Paper ID: 1366
Title: (More) Efficient Reinforcement Learning via Posterior Sampling
Reviews

Submitted by Assigned_Reviewer_7

Q1: Comments to author(s). First provide a summary of the paper, and then address the following criteria: Quality, clarity, originality and significance. (For detailed reviewing guidelines, see http://nips.cc/PaperInformation/ReviewerInstructions)
Title: (More) Efficient Reinforcement Learning via Posterior Sampling

Summary: The paper proposes a Thompson sampling-type approach for episodic finite-horizon reinforcement learning, called posterior sampling for reinforcement learning. A regret analysis showing state of the art performance is provided, as well as simulations showing better empirical performance on some toy problems than other algorithms with similar regret bounds.

Comments:

The paper is clear and very well written. The contribution is also clearly identified: showing that is possible to use a Thompson sampling-type approach in a RL setting, and also theoretically analyse that is can be efficient.

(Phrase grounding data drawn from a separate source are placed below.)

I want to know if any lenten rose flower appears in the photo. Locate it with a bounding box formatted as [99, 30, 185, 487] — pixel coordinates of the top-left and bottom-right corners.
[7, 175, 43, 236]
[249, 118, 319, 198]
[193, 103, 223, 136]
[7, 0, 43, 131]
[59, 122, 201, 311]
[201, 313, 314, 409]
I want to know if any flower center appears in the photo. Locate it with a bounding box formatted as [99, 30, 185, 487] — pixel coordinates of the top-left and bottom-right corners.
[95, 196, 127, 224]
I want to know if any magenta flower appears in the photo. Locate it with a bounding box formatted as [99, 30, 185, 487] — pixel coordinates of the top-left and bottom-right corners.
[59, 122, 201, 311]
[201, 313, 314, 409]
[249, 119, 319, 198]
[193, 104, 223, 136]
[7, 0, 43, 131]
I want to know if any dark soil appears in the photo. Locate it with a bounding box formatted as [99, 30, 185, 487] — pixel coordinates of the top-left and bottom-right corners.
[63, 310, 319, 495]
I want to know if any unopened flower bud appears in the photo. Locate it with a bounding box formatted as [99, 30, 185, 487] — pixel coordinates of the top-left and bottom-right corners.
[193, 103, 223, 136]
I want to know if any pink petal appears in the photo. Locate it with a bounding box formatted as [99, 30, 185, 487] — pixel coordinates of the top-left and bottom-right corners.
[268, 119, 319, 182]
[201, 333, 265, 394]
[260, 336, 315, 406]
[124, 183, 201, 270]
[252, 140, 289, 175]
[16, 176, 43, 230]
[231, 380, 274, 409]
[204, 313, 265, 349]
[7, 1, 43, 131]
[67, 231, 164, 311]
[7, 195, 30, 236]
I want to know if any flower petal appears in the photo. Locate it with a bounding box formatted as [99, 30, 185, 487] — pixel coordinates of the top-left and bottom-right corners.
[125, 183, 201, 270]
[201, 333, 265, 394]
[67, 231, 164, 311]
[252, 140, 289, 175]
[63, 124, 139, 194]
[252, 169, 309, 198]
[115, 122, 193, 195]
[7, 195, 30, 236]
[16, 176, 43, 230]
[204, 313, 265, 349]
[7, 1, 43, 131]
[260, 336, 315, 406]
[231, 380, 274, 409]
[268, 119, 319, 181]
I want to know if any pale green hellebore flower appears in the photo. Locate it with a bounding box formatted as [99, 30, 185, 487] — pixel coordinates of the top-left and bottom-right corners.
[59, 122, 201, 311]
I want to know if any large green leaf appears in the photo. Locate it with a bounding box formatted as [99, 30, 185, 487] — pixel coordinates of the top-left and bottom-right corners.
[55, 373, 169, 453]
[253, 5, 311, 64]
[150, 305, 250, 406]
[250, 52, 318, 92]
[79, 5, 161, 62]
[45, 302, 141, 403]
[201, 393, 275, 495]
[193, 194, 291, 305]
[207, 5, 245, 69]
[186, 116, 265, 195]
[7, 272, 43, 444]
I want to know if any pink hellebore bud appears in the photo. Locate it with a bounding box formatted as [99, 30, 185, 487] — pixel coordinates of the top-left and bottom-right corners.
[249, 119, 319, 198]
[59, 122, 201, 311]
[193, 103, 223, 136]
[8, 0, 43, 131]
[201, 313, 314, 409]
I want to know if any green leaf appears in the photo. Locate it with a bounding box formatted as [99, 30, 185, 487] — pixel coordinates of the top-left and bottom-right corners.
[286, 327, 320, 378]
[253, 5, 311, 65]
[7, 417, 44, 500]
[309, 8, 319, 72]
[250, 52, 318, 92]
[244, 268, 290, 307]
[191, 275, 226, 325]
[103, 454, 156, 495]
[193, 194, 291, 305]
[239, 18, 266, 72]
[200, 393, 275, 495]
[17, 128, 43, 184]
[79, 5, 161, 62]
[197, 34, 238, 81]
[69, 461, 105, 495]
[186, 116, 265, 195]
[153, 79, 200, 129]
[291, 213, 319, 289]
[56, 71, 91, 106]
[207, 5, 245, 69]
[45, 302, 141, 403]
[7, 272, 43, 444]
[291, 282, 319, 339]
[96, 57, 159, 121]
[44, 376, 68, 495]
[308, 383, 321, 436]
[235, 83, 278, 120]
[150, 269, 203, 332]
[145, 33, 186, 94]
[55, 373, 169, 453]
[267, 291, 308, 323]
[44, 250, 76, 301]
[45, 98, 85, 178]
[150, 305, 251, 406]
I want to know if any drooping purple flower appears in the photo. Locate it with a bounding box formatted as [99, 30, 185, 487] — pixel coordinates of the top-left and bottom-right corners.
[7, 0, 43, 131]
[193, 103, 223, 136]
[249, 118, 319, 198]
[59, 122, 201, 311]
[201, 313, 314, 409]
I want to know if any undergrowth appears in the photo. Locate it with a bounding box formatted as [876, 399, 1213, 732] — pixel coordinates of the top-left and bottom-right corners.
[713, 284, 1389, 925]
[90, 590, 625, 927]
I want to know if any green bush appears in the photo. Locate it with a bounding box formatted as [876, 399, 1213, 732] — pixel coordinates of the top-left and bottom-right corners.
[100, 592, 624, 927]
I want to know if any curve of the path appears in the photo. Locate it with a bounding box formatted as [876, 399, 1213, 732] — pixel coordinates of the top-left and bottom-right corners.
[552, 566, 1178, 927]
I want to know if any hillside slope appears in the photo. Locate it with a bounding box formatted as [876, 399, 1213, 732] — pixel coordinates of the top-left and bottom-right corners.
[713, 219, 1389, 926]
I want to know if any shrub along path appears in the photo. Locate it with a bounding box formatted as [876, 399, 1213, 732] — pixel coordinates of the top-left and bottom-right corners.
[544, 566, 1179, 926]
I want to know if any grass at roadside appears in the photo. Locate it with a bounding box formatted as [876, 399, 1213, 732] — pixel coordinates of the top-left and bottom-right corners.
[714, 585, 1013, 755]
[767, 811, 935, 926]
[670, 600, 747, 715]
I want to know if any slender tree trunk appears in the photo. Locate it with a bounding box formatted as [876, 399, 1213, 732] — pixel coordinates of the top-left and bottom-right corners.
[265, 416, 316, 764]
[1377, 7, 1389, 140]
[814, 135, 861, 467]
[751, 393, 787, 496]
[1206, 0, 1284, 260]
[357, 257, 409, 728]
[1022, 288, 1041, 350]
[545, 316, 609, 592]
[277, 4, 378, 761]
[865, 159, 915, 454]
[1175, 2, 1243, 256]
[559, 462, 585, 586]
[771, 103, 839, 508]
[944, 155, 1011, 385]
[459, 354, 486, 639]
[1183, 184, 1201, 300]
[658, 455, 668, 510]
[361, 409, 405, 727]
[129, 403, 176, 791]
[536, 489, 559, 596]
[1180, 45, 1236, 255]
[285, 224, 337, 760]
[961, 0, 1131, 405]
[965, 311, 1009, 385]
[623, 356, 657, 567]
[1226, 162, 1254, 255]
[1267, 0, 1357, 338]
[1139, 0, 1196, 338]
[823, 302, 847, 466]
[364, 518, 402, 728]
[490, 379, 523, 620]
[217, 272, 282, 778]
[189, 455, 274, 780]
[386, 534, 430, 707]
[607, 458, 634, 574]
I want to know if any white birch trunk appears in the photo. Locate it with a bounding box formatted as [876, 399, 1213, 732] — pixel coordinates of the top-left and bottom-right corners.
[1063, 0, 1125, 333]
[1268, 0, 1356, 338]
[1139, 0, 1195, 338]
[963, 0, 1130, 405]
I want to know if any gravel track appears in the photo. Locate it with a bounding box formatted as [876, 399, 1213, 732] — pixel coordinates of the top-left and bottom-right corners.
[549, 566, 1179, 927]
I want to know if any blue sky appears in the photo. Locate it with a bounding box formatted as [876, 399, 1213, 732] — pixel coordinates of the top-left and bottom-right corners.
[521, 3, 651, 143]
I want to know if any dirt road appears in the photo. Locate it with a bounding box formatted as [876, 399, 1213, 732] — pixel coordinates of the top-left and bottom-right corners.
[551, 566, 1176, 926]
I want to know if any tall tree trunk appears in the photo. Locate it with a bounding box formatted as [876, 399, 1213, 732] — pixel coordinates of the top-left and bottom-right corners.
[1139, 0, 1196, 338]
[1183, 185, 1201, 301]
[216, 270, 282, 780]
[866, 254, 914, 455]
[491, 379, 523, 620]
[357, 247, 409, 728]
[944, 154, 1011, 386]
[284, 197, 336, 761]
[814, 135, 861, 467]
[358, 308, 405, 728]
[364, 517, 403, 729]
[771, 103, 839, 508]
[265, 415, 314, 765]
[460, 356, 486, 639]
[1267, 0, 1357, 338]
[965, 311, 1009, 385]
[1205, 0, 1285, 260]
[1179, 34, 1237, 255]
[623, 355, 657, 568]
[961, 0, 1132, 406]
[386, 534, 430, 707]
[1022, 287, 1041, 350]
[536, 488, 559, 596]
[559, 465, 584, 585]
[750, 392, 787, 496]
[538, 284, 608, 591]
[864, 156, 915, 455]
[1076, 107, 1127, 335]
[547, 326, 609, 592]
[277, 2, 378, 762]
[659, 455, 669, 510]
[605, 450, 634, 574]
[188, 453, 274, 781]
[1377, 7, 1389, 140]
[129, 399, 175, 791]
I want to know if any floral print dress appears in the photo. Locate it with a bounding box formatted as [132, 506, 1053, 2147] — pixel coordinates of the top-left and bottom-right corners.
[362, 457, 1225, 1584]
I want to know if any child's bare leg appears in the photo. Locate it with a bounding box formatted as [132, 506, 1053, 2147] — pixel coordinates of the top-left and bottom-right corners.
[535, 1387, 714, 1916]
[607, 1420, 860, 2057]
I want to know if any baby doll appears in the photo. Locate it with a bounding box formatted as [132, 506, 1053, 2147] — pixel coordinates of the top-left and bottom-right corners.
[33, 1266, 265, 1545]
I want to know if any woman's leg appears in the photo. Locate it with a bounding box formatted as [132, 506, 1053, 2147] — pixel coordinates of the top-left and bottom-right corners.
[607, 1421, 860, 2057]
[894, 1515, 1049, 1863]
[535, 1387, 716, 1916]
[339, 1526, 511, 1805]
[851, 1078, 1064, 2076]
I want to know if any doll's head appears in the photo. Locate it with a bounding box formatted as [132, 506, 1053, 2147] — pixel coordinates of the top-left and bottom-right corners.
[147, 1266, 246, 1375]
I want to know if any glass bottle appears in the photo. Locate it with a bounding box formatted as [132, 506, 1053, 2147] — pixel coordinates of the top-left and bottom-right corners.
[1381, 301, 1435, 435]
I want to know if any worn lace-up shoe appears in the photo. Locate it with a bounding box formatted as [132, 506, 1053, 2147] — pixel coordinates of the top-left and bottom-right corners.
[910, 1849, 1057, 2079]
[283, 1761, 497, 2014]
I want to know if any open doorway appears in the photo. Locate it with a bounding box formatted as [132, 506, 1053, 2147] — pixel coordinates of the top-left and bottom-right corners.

Regarding the regret bound, the authors say that the regret bound of PSRL is close to state of the art. It would be nice to recall in this paper what are such state-of-the art values.

This is a rather frequent question in the field of multi-armed bandit algorithms, but how large is the constant in practice (in the O())?;

Comparisons could be made with the algorithm KL-UCRL (Optimism in reinforcement learning and Kullback-Leibler divergence - S. Filippi, O. Cappé, A. Garivier), an algorithm based on the optimism principle, which was proven to have better empirical performance than UCRL2 on the riverSwim environment, with a regret in $\tilde O(|S|\sqrt{|A&T})$ as well;

Minor comments:
- l.99: it seems that the $s_1$ should be replaced by a $s_i$;
- l.192: "we how we can" -> how we can;
- l.434: "markov" -> Markov;
- references should be uniformed (Firstname Name, F. Name, etc)
Q2: Please summarize your review in 1-2 sentences
This is a technically strong, well-written and interesting paper.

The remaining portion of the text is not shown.